To the best of my knowledge, neither the taxpayers foundation, nor any other group, raised any concerns or objections to either 2001 or 2005 pension improvements at the time. In fact, John Sherman, president of the group, wrote an article entitled, “City of Atlanta’s police officers deserve better” in the June 2000 issue of the Atlanta Business Chronicle in which he called for pension improvements for Atlanta police officers, specifically mentioning the very 3 percent multiplier he now sues to rescind. So he was for it before he was against it, to quote a certain presidential candidate.

I would like to make a couple of final points here. First, the city of Atlanta has almost completely stopped awarding any pay increases. Secondly, the city wanted my peers and me to retire so that we could be replaced with lower paid employees, if replaced at all.

The Fire Department that I joined in 1977 was the largest and highest-paid in the state.
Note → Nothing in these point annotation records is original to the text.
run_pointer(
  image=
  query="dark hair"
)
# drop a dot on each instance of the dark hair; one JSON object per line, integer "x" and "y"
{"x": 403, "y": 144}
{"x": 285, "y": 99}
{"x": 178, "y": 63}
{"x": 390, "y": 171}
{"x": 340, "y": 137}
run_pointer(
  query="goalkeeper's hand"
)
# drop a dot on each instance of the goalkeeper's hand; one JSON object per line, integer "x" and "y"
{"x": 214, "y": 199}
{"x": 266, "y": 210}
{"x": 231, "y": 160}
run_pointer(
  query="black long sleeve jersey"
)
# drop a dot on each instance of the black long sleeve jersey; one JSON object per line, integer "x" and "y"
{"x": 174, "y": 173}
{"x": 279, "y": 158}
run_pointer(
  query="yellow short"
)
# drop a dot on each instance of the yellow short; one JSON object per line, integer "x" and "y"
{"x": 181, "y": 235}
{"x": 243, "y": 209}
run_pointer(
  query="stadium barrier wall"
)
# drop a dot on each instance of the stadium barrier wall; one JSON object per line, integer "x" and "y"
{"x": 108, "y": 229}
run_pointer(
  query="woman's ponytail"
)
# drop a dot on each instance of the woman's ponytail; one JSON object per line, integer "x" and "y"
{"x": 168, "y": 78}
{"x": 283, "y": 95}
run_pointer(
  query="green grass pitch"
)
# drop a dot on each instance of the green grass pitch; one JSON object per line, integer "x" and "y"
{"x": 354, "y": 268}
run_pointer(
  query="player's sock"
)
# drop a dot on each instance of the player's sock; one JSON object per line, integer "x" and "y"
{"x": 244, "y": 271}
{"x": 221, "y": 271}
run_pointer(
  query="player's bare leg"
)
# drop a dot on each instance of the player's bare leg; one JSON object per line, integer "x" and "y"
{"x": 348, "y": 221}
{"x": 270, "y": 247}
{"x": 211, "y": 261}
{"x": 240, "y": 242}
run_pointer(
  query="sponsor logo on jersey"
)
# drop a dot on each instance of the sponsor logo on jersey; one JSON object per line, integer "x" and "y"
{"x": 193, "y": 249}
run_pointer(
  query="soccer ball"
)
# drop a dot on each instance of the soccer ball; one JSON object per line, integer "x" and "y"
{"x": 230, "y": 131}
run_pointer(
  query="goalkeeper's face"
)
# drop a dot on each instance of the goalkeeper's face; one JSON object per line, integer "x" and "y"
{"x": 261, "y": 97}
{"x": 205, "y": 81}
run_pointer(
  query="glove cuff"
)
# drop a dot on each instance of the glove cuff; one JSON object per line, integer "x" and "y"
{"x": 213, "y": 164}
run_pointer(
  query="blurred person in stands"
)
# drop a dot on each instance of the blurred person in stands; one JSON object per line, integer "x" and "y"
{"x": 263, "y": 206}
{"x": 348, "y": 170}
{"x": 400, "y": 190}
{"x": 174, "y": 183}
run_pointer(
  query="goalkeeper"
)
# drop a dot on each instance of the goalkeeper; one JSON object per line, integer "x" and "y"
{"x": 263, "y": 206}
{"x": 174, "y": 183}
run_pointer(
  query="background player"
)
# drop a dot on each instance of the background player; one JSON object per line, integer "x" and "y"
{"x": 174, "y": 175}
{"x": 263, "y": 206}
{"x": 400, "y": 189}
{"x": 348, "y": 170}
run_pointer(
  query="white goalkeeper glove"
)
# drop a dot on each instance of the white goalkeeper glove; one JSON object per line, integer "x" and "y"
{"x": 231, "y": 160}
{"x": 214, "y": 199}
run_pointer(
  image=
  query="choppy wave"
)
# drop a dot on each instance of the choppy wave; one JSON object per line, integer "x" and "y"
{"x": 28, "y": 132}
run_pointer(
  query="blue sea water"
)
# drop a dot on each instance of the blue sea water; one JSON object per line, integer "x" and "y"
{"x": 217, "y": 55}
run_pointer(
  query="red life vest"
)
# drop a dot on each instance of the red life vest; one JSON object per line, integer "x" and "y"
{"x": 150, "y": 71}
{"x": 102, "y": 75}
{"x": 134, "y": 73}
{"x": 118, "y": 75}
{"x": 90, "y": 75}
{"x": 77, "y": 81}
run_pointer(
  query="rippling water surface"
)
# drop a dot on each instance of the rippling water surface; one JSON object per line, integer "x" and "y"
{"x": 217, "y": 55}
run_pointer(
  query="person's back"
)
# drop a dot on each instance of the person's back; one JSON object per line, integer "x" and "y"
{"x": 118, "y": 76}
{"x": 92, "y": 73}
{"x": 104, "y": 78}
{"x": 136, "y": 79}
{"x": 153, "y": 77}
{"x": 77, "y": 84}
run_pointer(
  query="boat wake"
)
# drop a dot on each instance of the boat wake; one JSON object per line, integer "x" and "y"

Now, the department is smaller while providing increased service to a larger city and pays less than the large suburban departments. Our young firefighters don’t get raises or the annual increments they were told were part of their pay schedule. Many of the department’s best members have left for the “new” cities of north Fulton at vastly higher pay. We thought we had a bargain to exchange lower pay for a good pension. Now, we may find ourselves with neither good pay nor a good pension thanks to self-appointed groups like the taxpayers foundation.

If you are a member of the taxpayers foundation, please urge the leadership of your group to withdraw this punitive lawsuit against Atlanta’s firefighters.